Greener Grass
I had some difficult news at the weekend. While visiting, my next youngest sister (I have three) told me that my elder sister, whom I have always greatly admired, had been diagnosed with breast cancer. She had not told the family before. She has had treatment and thankfully a recent scan shows she is in remission. For as long as I can remember she has worked incredibly hard to achieve her goals, initially juggling post-graduate study with work, and in recent years her full-time academic career with being a mother to two young children. While her husband is a successful journalist and author, his income is less consistent and it has always seemed to me that she holds the family together, co-ordinating childcare and domestic duties as well as excelling in her demanding lecturing and academic work. I can’t help but wonder if the stress that I have observed her bearing has been a contributing factor. Having checked in with her and offering a shoulder to lean on, I was motivated to think that this subject matter might be something to explore while pursuing the Out of Place project. I had already been trying to find ways to explore the entanglement of biological sex, embodied experience and the socio-cultural concept of gender, and the topic of breast cancer seemed significant. It seemed to speak of the gendered nature of bodies and the way that breasts both signify maternity and femininity while also being highly sexualised.
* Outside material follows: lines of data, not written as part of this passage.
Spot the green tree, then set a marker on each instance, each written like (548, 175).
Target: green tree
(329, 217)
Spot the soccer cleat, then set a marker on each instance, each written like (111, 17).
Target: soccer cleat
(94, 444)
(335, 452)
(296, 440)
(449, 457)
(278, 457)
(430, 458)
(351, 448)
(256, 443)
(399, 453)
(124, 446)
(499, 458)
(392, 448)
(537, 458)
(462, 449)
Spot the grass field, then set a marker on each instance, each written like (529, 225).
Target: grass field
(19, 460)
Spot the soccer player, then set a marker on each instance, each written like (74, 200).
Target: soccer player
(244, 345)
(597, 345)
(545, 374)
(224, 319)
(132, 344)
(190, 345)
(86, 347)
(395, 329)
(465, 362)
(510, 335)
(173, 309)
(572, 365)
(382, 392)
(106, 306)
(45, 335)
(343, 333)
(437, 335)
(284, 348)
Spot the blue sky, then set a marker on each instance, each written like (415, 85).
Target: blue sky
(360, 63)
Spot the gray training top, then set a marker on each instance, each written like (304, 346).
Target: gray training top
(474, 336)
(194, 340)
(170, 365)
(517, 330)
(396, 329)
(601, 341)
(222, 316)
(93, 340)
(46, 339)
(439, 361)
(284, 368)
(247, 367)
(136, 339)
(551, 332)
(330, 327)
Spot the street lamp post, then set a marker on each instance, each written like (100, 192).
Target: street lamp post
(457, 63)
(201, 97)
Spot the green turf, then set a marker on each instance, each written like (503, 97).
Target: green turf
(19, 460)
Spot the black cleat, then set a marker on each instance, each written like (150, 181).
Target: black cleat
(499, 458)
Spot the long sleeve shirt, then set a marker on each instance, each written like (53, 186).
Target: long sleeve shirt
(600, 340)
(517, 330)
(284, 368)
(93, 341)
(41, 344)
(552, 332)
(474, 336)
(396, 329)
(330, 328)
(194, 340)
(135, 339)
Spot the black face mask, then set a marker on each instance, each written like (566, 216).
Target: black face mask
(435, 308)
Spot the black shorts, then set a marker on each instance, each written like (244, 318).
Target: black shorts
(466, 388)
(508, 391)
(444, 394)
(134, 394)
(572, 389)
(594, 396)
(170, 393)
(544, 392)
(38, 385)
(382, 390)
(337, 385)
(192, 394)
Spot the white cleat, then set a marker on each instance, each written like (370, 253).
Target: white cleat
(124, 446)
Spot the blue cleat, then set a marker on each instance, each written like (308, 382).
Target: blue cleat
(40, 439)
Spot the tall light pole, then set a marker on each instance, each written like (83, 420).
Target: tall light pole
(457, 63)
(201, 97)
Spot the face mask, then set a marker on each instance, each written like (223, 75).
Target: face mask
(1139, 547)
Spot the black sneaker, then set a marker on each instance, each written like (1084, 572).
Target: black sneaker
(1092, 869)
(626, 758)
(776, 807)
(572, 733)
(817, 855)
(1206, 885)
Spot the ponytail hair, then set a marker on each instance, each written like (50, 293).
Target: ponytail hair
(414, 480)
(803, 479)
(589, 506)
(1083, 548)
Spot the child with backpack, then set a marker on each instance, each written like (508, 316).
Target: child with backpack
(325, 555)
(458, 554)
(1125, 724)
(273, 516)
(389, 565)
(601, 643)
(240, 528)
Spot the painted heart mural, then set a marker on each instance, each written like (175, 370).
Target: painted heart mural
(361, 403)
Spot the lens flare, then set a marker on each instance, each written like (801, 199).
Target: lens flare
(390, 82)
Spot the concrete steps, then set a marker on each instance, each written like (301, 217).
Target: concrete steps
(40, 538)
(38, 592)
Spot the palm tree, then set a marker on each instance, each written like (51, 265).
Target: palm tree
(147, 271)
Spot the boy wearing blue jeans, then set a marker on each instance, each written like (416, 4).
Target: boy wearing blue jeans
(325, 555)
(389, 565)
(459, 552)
And then there was another important trigger, completely unrelated but also powerful. I was relaxing with my partner and streaming some light entertainment in the shape of “Handmade - Britains Best Woodworker” (like Bake-Off, but with buzz-saws and bed-frames not bread-rolls and biscuits) from Channel 4. There was a very creative, talented and endearing trans-woman contestant called Misti who, in one of her personal disclosures to the audience made an association between getting her nails done and feeling feminine. My partner who is unable to have children but does menstruate and often has particularly severe periods (due to a sometimes debilitating auto-immune condition) had also had her smear test that day, said something along the lines of “having a manicure does not make you a woman”. This also made me think. While I have little first-hand knowledge of the trans experience, my partner is more familiar. One of her closest long-time friends is a gay man who also used to be a drag queen and she has spent a great deal of time socialising with him and his trans social group, from the straight drag-queens through to post-op transexuals. Therefore, while hers is by no means direct, lived experience of being trans, I certainly take notice of her views on the subject.
And so it was that the combination of these events caused me to think that making one of my ambiguous beings but with a breast removed and a mastectomy scar, might be a powerful statement about a gendered experience, rooted in the body but also socio-cultural that is uniquely female. Having created a draft bi-gendered being using a low-res “found” image of a mastectomy scar, I then had to consider what sort of location would be suitable to situate them in. I considered an operating theatre, but this seemed to speak of only the medical and health implications rather than the socio-cultural gender context. A “drag” club was another thought, but this seemed to target only a niche performance of femininity whereas I am more concerned with the broader but heavy burden of social norms. It was then that it occurred to me that women’s underwear and lingerie in particular, is one way in which “femininity” is culturally expressed and of course, with the direct relationship between bra’s and breasts, a lingerie retail environment seemed like an ideal location.
It could not be any women’s underwear shop though, I wanted specifically to find an image/location that represented the sexualised, emphasised femininity that seems to be the predominant depiction of femininity presented to us by mass media and advertising: youthful, slender, fragile and beautiful only within narrow parameters. The every-day, comfortable bra’s and pants and ordinary wobbly bodies would not provide the contrast I was seeking between the realities and fantasies of femininity/woman-ness.
Again I had to rely on a low-res “found” image so the final composite image sketch is of poor quality, but I certainly think there may be mileage here for exploring the links or otherwise between embodied experience and our notions of gender. It has also occurred to me that menstrual blood and caesarean scars might also be ripe for exploration.
Using the same source images I had for other recent tests, the scarred being is again very static. Ultimately this may not be the optimum sort of pose should I reshoot this on location for a final piece, but this is something to consider further once I have decided whether or not to include this in the eventual creative output.